L’exercice philologique qui suit n’a pas valeur de démonstration. Il ne vise pas, par le biais d’un examen des anciens usages d’un certain lexique et de ses étymologies, à assigner un sens particulier au « commun », et surtout pas à prétendre en dévoiler la signification profonde, comme s’il pouvait y en avoir une qui soit plus « vraie », plus « authentique ». À l’inverse, la démonstration se déploie à partir de la conviction que la philologie, tout comme l’étymologie, participe d’une dimension politique. Derrida souligne à divers endroits de son œuvre l’importance de soumettre ces pratiques à l’examen : « l’étymologie ne fait jamais la loi et ne donne à penser qu’à la condition de se laisser penser elle-même » (2000 : 54)42.

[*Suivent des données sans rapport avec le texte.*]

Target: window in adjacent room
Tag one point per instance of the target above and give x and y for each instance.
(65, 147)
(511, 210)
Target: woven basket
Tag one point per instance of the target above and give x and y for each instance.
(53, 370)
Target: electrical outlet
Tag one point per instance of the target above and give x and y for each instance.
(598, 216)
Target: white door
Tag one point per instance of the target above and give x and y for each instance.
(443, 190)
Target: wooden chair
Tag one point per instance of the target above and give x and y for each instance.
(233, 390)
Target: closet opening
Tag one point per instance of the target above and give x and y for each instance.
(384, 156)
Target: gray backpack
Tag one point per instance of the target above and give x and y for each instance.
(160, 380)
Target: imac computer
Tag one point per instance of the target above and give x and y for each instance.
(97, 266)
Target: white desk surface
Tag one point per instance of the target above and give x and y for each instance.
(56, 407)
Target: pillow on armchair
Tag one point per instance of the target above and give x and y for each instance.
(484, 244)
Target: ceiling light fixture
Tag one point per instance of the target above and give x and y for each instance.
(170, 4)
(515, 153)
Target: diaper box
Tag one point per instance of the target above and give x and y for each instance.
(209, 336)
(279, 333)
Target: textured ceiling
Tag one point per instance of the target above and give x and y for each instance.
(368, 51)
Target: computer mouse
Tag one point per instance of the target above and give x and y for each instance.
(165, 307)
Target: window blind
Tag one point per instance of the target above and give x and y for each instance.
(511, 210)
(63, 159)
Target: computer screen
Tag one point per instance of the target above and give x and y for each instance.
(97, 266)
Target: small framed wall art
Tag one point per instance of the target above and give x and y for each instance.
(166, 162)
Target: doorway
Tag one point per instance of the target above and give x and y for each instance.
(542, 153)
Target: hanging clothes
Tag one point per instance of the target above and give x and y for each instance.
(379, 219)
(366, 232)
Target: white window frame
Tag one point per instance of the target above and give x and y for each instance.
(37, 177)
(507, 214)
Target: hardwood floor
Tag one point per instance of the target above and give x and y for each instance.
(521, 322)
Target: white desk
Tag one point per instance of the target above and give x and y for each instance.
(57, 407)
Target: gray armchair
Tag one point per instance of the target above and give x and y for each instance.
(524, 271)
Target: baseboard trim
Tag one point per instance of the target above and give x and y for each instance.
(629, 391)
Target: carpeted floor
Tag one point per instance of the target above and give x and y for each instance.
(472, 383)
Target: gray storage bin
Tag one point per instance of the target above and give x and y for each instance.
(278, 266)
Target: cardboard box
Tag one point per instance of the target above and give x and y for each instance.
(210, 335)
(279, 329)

Lorsque l’étymologie du mot « communication » est proposée à partir de la combinaison du latin cum et unus, c’est un agenda qui s’expose. Il ne doit pas s’agir dans les lignes qui suivent de proposer un contre-agenda, mais bien d’ouvrir le « commun » à l’ambivalence problématique qu’un agenda déterminé cherchait à recouvrir. Plus précisément, l’objectif de l’examen qui suit est double. D’une part, il s’agit de donner à voir comment la tradition chrétienne charge le terme « communauté » de certaines valeurs dont hérite en partie l’idéal de communication examiné précédemment. D’autre part, il s’agit de montrer que l’idée de commun, loin d’être entièrement déterminée par cette tradition, manifeste très tôt le caractère équivoque qui lui est toujours reconnu aujourd’hui.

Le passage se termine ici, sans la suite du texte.